In Lions Club of Albany, California v. City of Albany, (ND CA, Nov. 17, 2022), a California federal district court clarified its 2018 ruling in which it held that the city of Albany violated the Establishment Clause by acquiring for a public park a 1.1 acre parcel of land that includes a large cross. Originally the cross was on private property, and the Lion’s Club held an easement to maintain the 20-foot high cross and to illuminate it each Christmas and Easter. In its earlier ruling the court said that the city could cure its Establishment Clause problem in one of several ways, one of which was by taking the Lion’s Club easement by eminent domain. (See prior posting.) In May 2022, the city began state court eminent domain proceedings. The state court permitted the city to take prejudgment possession of the Lion’s Club easement and take down the cross and store it in a safe place. The Lion’s Club than filed the present federal court action seeking a preliminary injunction, contending that its free speech and free exercise rights were being violated. The court said in part:
The City wants to keep the park and remove the cross, not sell the land. Further, as revealed at our hearing, there is and has been no current offer by the Lions Club to purchase a parcel that includes the cross. These considerations are relevant in weighing hardships and, as explained above, the question of provisional relief is wholly in the hands of the [state court] Judge Chatterjee.
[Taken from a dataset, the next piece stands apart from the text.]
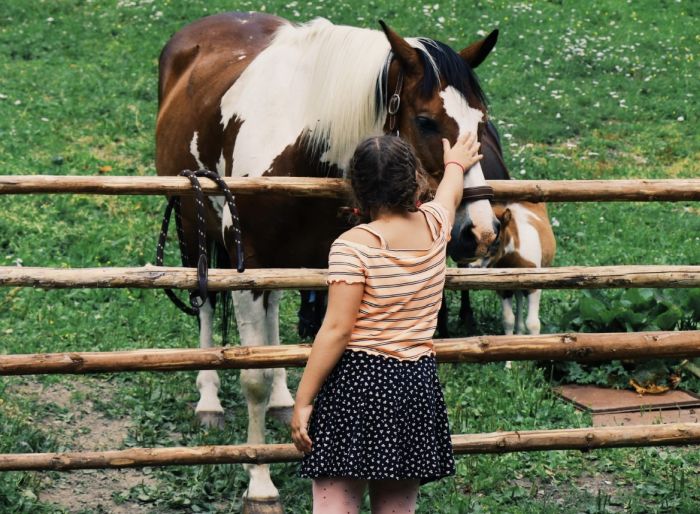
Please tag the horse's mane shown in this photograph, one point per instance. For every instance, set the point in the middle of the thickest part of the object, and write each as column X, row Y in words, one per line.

He is free to rule either way without offending any order or dictum by this court.
At our hearing, however, it also developed that the City cannot say with any certainty whether it can put the cross back up after its provisional removal, should the City ultimately lose the eminent domain jury trial…. Thus, as the Court sees things, this is not just a decision merely pending litigation, but rather practically, once the cross is down, it is down for good. This raises a serious exercise of religion problem and in considering this issue, Judge Chatterjee’s ruling appears to have been based on a misunderstanding of this Court’s prior ruling. Therefore, until such time as Judge Chatterjee can reassess the motion for prejudgment possession, taking into consideration the correct understanding of the June 2018 Order, removal of the cross is ENJOINED.